According to the Azeri daily Yeniçağ, the Gülen Movement has started a defamation campaign against the government of Azerbaijan and businessmen who refused to side with them following a dispute and put tremendous psychological, financial and social pressure on individuals through agents who were appointed to critical positions in state institutions, resembling their tactics in Turkey.
It is alleged that the movement has been operating in Azerbaijan for over 20 years and has used schools and educational institutions as a means to gain prominence and strength in the country. They encouraged their graduates to seek influential government positions while they were able to take hold of an oil company, which provided significant resources and funding for their operations. For instance, many Gülenist agents allegedly work for the office of the president, the customs committee, the cabinet and more. While the movement had close to no funding in the 1990s when they first started operating in Azerbaijan following the fall of the Soviet Union, but today they have amassed a significant fortune that enables them to challenge the Azeri government and businessmen who question their controversial power in the country, according to Yeniçağ.
Charter schools operated by the movement have served as a tool to instill Gülenist ideologies in students and pay allegiance to the movement, while encouraging students – possible future loyalists – to avoid paying allegiance to the state. For instance, private tutoring was available after school where students were subjected to anti-Azeri government propaganda.
The movement's media outlets in Azerbaijan have also conducted propaganda to discredit the government and blamed Recep Tayyip Erdoğan for school closures. These allegations have received a wide range criticism in the country as they claimed such allegations attempt to discredit and humiliate the government to send the message that it is a weak country unable to make its own decisions and is greatly influenced by other countries. Likewise, their agents have sent messages on social media and pretended that they stood strong while they tried to reassign teachers, whose job contracts expired when schools were closed, to affiliated companies.
On a different note, it was stated that the Aral Group, the largest construction firm in Azerbaijan has faced a defamation campaign following statements by its founder Ahmet Çetin when he expressed his support for President Erdoğan. Previously, the movement has had favorable relations with the group but has constantly attacked it in the Azeri Zaman newspaper and Hazar TV channel.
Numerous schools and prep schools were expropriated in Azerbaijan following allegations that the Gülen Movement is attempting to infiltrate state institutions. In this regard, a number of educational institutions including Çağ-Kafkas University in Baku were transferred to State Oil Company of Azerbaijan Republic (SOCAR).
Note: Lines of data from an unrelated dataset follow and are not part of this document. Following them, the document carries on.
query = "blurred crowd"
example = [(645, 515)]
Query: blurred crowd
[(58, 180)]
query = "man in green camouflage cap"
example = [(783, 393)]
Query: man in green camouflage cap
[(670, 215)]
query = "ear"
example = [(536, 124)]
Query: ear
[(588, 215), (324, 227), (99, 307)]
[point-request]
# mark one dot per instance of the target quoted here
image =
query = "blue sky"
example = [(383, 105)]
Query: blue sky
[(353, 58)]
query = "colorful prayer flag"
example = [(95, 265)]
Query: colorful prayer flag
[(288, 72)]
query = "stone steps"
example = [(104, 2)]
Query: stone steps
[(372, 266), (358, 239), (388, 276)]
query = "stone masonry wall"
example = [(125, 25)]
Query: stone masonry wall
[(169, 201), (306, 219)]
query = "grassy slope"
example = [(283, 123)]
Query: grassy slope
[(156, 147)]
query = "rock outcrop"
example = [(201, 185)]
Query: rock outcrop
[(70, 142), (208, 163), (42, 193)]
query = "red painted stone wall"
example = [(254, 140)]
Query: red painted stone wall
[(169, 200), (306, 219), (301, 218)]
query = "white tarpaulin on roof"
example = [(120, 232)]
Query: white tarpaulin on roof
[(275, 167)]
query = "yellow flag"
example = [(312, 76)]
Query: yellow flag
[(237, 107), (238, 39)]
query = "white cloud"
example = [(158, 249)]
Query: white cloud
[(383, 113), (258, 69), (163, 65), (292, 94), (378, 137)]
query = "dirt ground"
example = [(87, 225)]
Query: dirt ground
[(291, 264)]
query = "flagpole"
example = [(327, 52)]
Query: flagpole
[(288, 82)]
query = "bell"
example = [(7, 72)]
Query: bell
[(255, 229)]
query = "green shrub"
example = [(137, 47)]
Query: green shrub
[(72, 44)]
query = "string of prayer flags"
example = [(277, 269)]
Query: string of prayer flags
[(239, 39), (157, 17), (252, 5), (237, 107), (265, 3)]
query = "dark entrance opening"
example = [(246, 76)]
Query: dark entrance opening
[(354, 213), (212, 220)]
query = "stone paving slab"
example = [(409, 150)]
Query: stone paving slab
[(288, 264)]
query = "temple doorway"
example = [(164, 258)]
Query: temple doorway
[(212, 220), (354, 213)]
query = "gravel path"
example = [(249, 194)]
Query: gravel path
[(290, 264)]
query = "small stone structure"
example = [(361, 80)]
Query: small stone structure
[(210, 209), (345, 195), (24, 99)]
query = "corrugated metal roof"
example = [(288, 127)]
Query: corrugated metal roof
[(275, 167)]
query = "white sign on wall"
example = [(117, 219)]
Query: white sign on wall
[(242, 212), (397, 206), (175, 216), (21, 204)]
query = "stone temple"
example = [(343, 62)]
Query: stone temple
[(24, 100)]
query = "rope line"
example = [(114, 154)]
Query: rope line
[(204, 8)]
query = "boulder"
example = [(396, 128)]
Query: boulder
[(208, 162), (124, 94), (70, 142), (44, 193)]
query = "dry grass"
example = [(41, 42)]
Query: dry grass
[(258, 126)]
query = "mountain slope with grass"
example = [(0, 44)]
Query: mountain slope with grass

Besides Azerbaijan, the movement has also been scrutinized by the governments of Russia, Germany and Uzbekistan. The Russian Federal Security Service (FSB) had previously conducted an operation and deported many Gülenists from Russia between 2002 and 2004 with the claim that the movement collects intelligence for foreign states. All activities of the movement were subsequently banned by Russia's Supreme Court in 2008. Similar investigations were carried out in Germany where reports claimed schools and organizations affiliated with the Gülen Movement were anti-democratic and posed a threat to the German constitution.
The Gülen Movement is a multinational movement led by the U.S.-based imam, Fethullah Gülen, who lives in self-imposed exile in rural Pennsylvania and is accused of wiretapping thousands of people including Turkish government officials and encrypting phones. It has over 140 private schools around the world including the U.S., Europe, Asia, and Africa. It has been accused of infiltrating state institutions to gain control of state mechanisms and illegal wiretapping, forgery of official documents and spying in.